In the above graph are some sine-wave
noises with different height and frequency. The sine-wave signals are good
in the sense that the frequency band can be easily controlled. So we can
add noises with different frequency to the motion. I used the low-band
filtered mocap data for biped. The high frequency signals corresponding
to the noises already in the motion are filtered before the noises are
added. Here is an example of walking man after low-band filtering: walking-smooth.mov.
The comparison between the original signal and the signal after filtering
is shown in walking-smooth.jpg.
After we add low-frequency noises in the motion, the walking man is a little
more realistic. The width of steps are not always the same, the ranges
of the hand movement vary from one walking cycle to another. The result
is shown in walking-low.mov
and walking-low.jpg
(the changes made in this motion are all the joints except hip position).
If we add middle-frequency noises, the motion varies more between different
walking cycles. Example: walking-middle.mov,
walking-middle.jpg.
If we add high-frequency sine-wave signals, the character seems to be nervous.
Example: walking-high.mov,
walking-high.jpg.
The changes made in the later two motions are shouders, head, hands, chest,
etc, no legs and feet. A bad effect of sine-wave noises comes from the
coherence of sine-wave signals. In some examples, the character seems to
be on a string. That is because the sine-wave is too regular and our eyes
can catch the coherence effectively. In the following part, we use random
noises.
White noise is noise with autocorrelation
function zero everywhere but at 0, and is also called Johnson noise. It
has a frequency spectrum. The Fourier transform of white noise is
a straight line. The noise produced by a resistor is white noise. White
noise is a random noise commonly found in nature, so there are little coherence
inside white noises. But the only control over this type of noise available
is the change in magnitude of the signal and band limiting. In order to
show the effect of white noises, we use a mocap data (running-smooth.mov)

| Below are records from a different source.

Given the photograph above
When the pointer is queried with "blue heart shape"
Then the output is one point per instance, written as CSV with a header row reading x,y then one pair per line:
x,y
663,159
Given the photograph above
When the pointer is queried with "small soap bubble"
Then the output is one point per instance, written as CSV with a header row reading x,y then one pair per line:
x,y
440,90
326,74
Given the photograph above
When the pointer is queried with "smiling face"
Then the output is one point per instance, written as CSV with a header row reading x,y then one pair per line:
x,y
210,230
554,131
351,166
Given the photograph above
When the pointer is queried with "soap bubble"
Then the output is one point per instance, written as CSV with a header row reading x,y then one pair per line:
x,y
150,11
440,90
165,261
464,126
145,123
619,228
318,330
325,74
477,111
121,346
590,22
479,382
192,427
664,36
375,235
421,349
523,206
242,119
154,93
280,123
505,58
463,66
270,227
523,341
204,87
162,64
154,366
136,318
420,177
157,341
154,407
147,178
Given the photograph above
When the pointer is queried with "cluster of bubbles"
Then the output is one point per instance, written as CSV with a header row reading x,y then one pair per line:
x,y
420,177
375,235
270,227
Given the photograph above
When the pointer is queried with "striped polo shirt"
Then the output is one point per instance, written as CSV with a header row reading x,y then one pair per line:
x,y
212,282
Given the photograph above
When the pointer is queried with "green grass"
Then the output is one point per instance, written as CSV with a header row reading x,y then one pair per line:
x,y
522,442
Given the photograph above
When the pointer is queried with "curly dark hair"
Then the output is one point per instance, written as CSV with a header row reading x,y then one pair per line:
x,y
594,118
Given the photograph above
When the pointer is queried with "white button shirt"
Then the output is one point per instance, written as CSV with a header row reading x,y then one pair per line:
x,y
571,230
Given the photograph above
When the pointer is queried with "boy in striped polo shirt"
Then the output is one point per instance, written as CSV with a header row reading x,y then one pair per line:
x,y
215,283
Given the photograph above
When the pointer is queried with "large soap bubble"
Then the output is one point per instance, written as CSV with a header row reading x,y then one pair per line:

after low-band filtering to eliminate the high-frequency noises already
in the motion. Without noise, it is a really bad motion. After we add low-frequency
white noises to all the joints except the hip position, the motion is more
natural. The result is shown in running-low.mov
and
running-low.jpg.
Another use of zero-mean white
noises is in the animation of some random motion, such as randomly generated
bubbles, the motion caused by electronic shock, the motion of people in
earthquake, a old man's shaking hands, etc. Random motion is hard to achieve
using keyframe animation and motion capture. But using noises we can get
perfect results. The random noise is also useful for animation of the similiar
movement of many objects, such as the animation of handreds of millions
of people running. We can first generate the basic movement for one person
using traditional keyframe animation, then add random noises to make the
group motion more realistic. Here is an example of a man shocked by the
electric: shock.mov.
Another example is an old man with shaking hands: old-man.mov,
old-man.jpg.
The changes are only in the motion of arms and hands. You can compare
this with the motion of a young man (young-man.mov).